Een tweede opmerking. Ik kan mij niet herinneren dat wanneer die gunstige cijfers werden bekendgemaakt in 2005 ik de oppositie heb horen juichen over de resultaten die toen waren bereikt. Dat is mij toen misschien ontgaan. Ik zal zeker en vast niet overgaan tot de conclusies die collega Van Parys meende te moeten geven aan het einde van zijn betoog met betrekking tot dit dossier.
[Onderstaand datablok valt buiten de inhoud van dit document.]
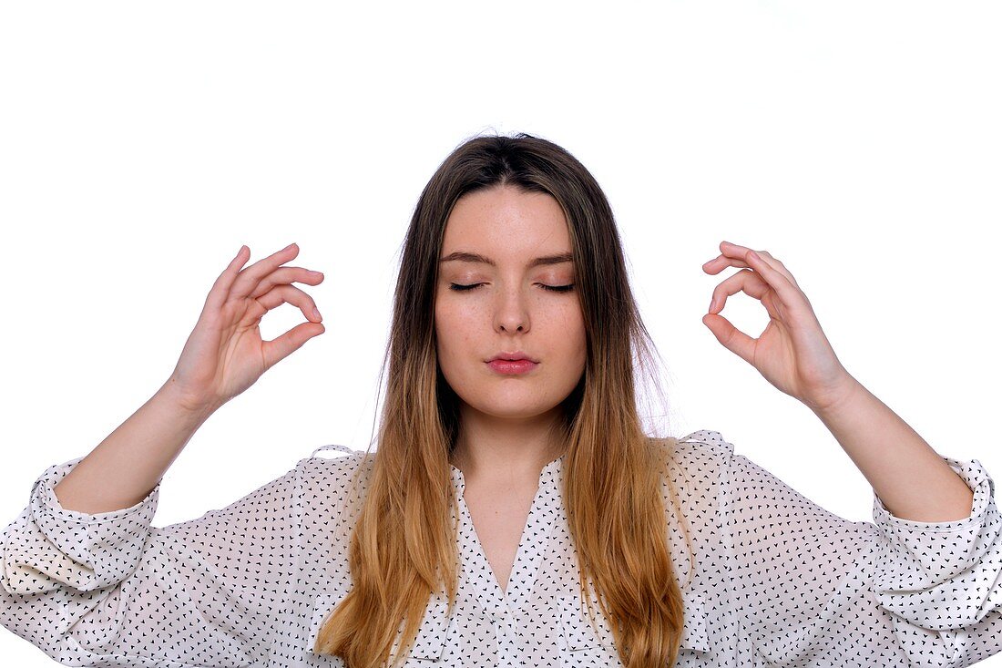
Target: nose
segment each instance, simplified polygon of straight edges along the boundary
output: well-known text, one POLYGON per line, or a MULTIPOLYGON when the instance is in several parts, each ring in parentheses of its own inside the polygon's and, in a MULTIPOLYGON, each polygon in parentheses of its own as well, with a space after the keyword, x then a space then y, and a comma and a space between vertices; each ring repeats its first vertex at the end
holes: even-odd
POLYGON ((529 313, 518 289, 505 291, 498 297, 494 326, 502 332, 522 332, 529 328, 529 313))

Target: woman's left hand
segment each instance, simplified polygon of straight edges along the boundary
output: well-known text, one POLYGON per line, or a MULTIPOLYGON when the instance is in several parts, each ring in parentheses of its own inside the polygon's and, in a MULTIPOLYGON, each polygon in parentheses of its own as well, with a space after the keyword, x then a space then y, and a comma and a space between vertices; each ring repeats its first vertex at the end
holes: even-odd
POLYGON ((811 302, 784 264, 766 251, 757 254, 721 242, 720 255, 702 270, 719 274, 726 267, 742 269, 713 289, 709 313, 702 317, 716 340, 816 412, 847 396, 857 381, 839 361, 811 302), (742 291, 761 301, 769 313, 769 325, 757 339, 719 315, 727 297, 742 291))

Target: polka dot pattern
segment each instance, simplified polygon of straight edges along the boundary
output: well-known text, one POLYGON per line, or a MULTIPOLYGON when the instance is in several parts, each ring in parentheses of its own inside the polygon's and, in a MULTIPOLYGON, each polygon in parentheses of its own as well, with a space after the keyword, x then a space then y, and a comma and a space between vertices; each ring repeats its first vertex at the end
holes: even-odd
MULTIPOLYGON (((1002 520, 977 459, 946 458, 974 491, 969 518, 911 522, 875 494, 865 523, 813 504, 719 432, 673 448, 695 556, 668 514, 676 578, 692 577, 676 666, 967 666, 1002 650, 1002 520)), ((374 456, 317 448, 226 508, 163 528, 151 526, 159 485, 87 515, 53 491, 82 457, 50 466, 3 533, 0 623, 69 666, 343 666, 313 646, 351 589, 348 543, 374 456)), ((562 463, 540 472, 506 591, 452 467, 457 605, 450 616, 432 598, 405 666, 621 665, 607 620, 596 607, 592 627, 578 592, 562 463)))

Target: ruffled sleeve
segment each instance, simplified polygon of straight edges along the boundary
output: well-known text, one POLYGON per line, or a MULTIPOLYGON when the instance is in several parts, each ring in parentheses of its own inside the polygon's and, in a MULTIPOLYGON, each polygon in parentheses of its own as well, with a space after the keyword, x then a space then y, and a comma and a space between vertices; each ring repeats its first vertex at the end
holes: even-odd
POLYGON ((874 522, 826 511, 727 446, 720 521, 743 633, 770 666, 969 666, 1002 651, 994 482, 944 457, 974 491, 969 517, 874 522))
POLYGON ((224 509, 151 527, 159 484, 111 513, 63 509, 50 467, 0 545, 0 623, 73 666, 267 659, 297 563, 299 464, 224 509))

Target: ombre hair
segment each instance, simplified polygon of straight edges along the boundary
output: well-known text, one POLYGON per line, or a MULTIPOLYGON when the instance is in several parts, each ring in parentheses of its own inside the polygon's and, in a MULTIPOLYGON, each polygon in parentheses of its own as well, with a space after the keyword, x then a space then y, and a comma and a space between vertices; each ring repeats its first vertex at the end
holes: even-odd
POLYGON ((648 436, 637 406, 637 381, 654 368, 656 349, 598 183, 567 150, 526 133, 466 140, 439 165, 415 207, 380 375, 382 386, 389 363, 378 447, 359 470, 370 479, 349 545, 352 589, 322 623, 314 651, 338 656, 349 668, 396 666, 436 592, 448 596, 453 611, 459 539, 451 519, 459 510, 450 463, 460 413, 436 357, 438 261, 456 202, 498 187, 552 196, 570 233, 587 359, 562 402, 557 435, 565 441, 561 493, 581 596, 591 613, 591 583, 624 666, 672 665, 683 605, 662 484, 684 521, 668 476, 675 439, 648 436))

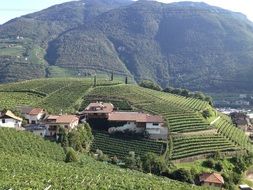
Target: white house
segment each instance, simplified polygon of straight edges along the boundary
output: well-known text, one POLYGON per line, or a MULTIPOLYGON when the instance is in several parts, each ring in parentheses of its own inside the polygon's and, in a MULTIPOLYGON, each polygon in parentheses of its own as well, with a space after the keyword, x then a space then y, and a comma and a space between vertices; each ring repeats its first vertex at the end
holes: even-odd
POLYGON ((109 128, 108 132, 130 130, 136 133, 146 132, 150 139, 165 139, 168 137, 168 128, 164 127, 162 117, 138 112, 112 112, 109 122, 120 123, 119 127, 109 128))
POLYGON ((21 114, 29 124, 38 124, 39 121, 45 116, 46 112, 42 108, 22 107, 21 114))
POLYGON ((26 127, 25 130, 41 137, 45 137, 47 132, 47 128, 42 125, 31 125, 26 127))
POLYGON ((0 116, 0 127, 19 128, 22 121, 22 118, 15 116, 14 113, 8 110, 0 116))

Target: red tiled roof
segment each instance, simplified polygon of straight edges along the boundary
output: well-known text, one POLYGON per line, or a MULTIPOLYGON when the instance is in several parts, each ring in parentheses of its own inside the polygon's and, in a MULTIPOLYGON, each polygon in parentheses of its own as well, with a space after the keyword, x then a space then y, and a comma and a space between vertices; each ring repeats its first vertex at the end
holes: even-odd
POLYGON ((200 182, 224 184, 223 177, 218 173, 203 173, 199 176, 200 182))
POLYGON ((41 109, 41 108, 34 108, 34 109, 32 109, 30 112, 29 112, 29 114, 30 115, 38 115, 38 114, 40 114, 41 112, 43 112, 44 110, 43 109, 41 109))
POLYGON ((109 114, 109 121, 135 121, 139 123, 163 123, 163 119, 157 115, 150 115, 138 112, 112 112, 109 114))
POLYGON ((21 113, 29 114, 29 115, 38 115, 39 113, 43 112, 42 108, 32 108, 32 107, 22 107, 21 113))
POLYGON ((47 120, 55 120, 55 123, 65 124, 72 123, 76 120, 79 120, 79 118, 75 115, 49 115, 47 120))
POLYGON ((111 103, 96 102, 90 103, 83 113, 111 113, 114 106, 111 103))
POLYGON ((12 118, 12 119, 15 119, 15 120, 18 120, 18 121, 23 121, 22 118, 17 117, 10 110, 7 110, 6 113, 4 113, 3 115, 1 115, 1 118, 5 118, 5 117, 9 117, 9 118, 12 118))
POLYGON ((56 119, 56 123, 72 123, 79 118, 75 115, 61 115, 56 119))

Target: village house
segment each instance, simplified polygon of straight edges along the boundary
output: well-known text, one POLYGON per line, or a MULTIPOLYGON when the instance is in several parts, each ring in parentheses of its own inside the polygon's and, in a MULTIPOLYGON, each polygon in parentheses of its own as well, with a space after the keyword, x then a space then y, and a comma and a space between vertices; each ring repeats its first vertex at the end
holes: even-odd
POLYGON ((30 125, 25 130, 41 137, 45 137, 47 132, 47 128, 44 125, 30 125))
POLYGON ((7 110, 0 115, 0 127, 20 128, 22 121, 22 118, 17 117, 10 110, 7 110))
POLYGON ((239 189, 240 190, 253 190, 250 186, 243 184, 243 185, 239 185, 239 189))
POLYGON ((114 106, 111 103, 95 102, 90 103, 80 115, 86 119, 107 119, 113 110, 114 106))
POLYGON ((203 173, 199 176, 199 182, 203 186, 214 186, 222 188, 224 179, 219 173, 203 173))
POLYGON ((242 112, 233 112, 230 113, 233 123, 243 131, 247 131, 251 127, 250 119, 245 113, 242 112))
MULTIPOLYGON (((164 120, 160 116, 139 112, 115 111, 113 104, 96 102, 90 103, 83 112, 80 113, 86 120, 96 121, 99 125, 109 125, 109 133, 131 131, 134 133, 145 133, 150 139, 168 138, 168 128, 164 127, 164 120)), ((91 121, 90 121, 91 122, 91 121)), ((104 127, 105 128, 105 127, 104 127)))
POLYGON ((79 124, 79 118, 76 115, 48 115, 43 121, 46 127, 47 137, 56 137, 60 127, 72 130, 79 124))
POLYGON ((168 138, 168 128, 164 127, 164 120, 157 115, 139 112, 112 112, 108 117, 109 122, 119 123, 117 127, 109 128, 108 132, 132 131, 146 133, 150 139, 168 138))
POLYGON ((38 124, 45 116, 46 111, 42 108, 22 107, 21 114, 28 124, 38 124))

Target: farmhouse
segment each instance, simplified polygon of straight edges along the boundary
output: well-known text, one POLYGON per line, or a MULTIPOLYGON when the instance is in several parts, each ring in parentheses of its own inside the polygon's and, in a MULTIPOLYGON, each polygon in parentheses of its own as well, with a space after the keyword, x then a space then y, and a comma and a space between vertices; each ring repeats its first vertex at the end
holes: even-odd
POLYGON ((224 179, 219 173, 203 173, 199 176, 201 185, 220 187, 224 185, 224 179))
POLYGON ((25 130, 41 137, 45 137, 47 132, 46 126, 36 124, 26 127, 25 130))
POLYGON ((79 124, 79 118, 76 115, 48 115, 44 120, 46 126, 46 135, 54 137, 59 132, 59 127, 72 130, 79 124))
POLYGON ((9 110, 0 115, 0 127, 19 128, 21 127, 22 121, 22 118, 17 117, 9 110))
POLYGON ((108 121, 120 125, 109 128, 109 133, 128 130, 135 133, 145 132, 150 139, 167 140, 168 137, 168 128, 163 126, 164 121, 160 116, 139 112, 112 112, 108 121))
POLYGON ((21 114, 29 124, 38 124, 45 116, 46 112, 42 108, 22 107, 21 114))
POLYGON ((107 119, 113 110, 114 106, 111 103, 96 102, 90 103, 80 115, 86 119, 107 119))
POLYGON ((248 116, 242 112, 230 113, 233 123, 243 131, 247 131, 251 127, 250 120, 248 116))

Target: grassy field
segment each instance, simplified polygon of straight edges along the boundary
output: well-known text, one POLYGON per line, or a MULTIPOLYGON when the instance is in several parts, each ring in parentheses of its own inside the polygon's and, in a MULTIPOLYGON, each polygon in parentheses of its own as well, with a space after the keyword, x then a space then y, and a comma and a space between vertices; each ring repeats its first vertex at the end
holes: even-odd
POLYGON ((28 132, 0 129, 0 189, 205 189, 95 161, 63 162, 63 149, 28 132))
MULTIPOLYGON (((172 138, 169 147, 170 157, 174 160, 212 154, 215 150, 229 153, 253 150, 244 133, 225 117, 210 125, 211 120, 205 119, 202 111, 213 108, 205 101, 145 89, 134 84, 125 85, 120 80, 109 81, 99 77, 94 87, 93 80, 55 78, 0 85, 0 107, 14 109, 18 105, 31 105, 59 114, 61 110, 63 113, 75 113, 84 109, 91 101, 113 102, 122 110, 131 109, 163 116, 172 138)), ((217 114, 217 117, 218 115, 220 114, 217 114)), ((97 144, 94 147, 101 148, 100 141, 95 142, 97 144)), ((140 143, 136 150, 142 146, 140 143)), ((108 152, 108 147, 101 149, 108 152)), ((111 155, 135 150, 130 145, 113 146, 111 149, 111 155)))

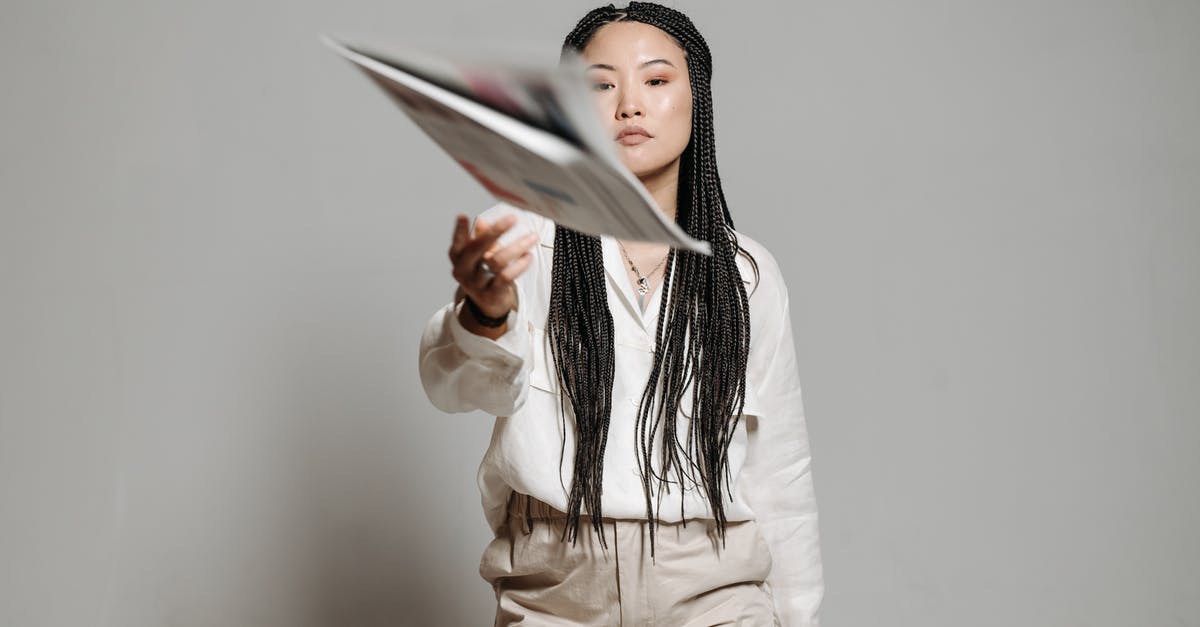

Ik stel vast, zoals de heer Ducarme, dat de ernst van de situatie wordt ingezien, dat op korte termijn maatregelen zullen worden getroffen en dat het bezoek dat op 26 februari is gepland, daarin kadert. We kunnen alleen maar hopen dat de gunstige invloed van dergelijk bezoek,, zoals het afstappen ter plaatse in 2002 op korte termijn ook in 2007 kan worden gehaald, in die zin dat in de vorige periode tussen 2002 en 2005 zeer duidelijk is bewezen dat dit resultaten kon opleveren en heeft opgeleverd. We kunnen alleen maar hopen dat hetzelfde op zeer korte termijn in Charleroi - en waar ook dergelijke situatie zou ontstaan - kan gebeuren.

 

L'incident est clos.

Het incident is gesloten.

 

De voorzitter: Collega's, ik heb begrepen dat de minister wegmoet. Er staat nog een aantal vragen aan de agenda. Er waren heel veel vragen. We doen altijd ons best om zo ver mogelijk te geraken, maar ik vrees dat het onmogelijk wordt om de vragen van de collega's die hier nog wachten, te beantwoorden.

 

Mevrouw de minister, is het mogelijk om morgen een nieuwe vergadering in te lassen om op die manier een afgesloten blok te krijgen en pas morgenmiddag met de wetsontwerpen aan te vangen?

 

10.08  Laurette Onkelinx, ministre: Madame la présidente, après les points concernant M. Dupont, nous pourrions peut-être terminer les questions?

 

De voorzitter: Het zou voor de collega's die de wetsontwerpen willen volgen goed uitkomt dat niet in de voormiddag te doen, maar enkel de toelichting bij de antidiscriminatie te geven en de resterende vragen te beantwoorden. Mijnheer Goutry, kan dat voor u?

 

We zullen de agenda wijzigen zodat u weet wanneer u aanwezig moet zijn. Ik vermoed rond 11.30 uur.

 

10.09  Luc Goutry (CD&V): Ik wil mijn vraag omzetten in een schriftelijke vraag en verzoek dat het antwoord mij schriftelijk wordt bezorgd. Ik kan hier morgenochtend immers niet aanwezig zijn.

 

De voorzitter: We zetten de resterende vragen morgen aan de agenda om 11.30 uur.

 

La réunion publique de commission est levée à 12.43 heures.

De openbare commissievergadering wordt gesloten om 12.43 uur.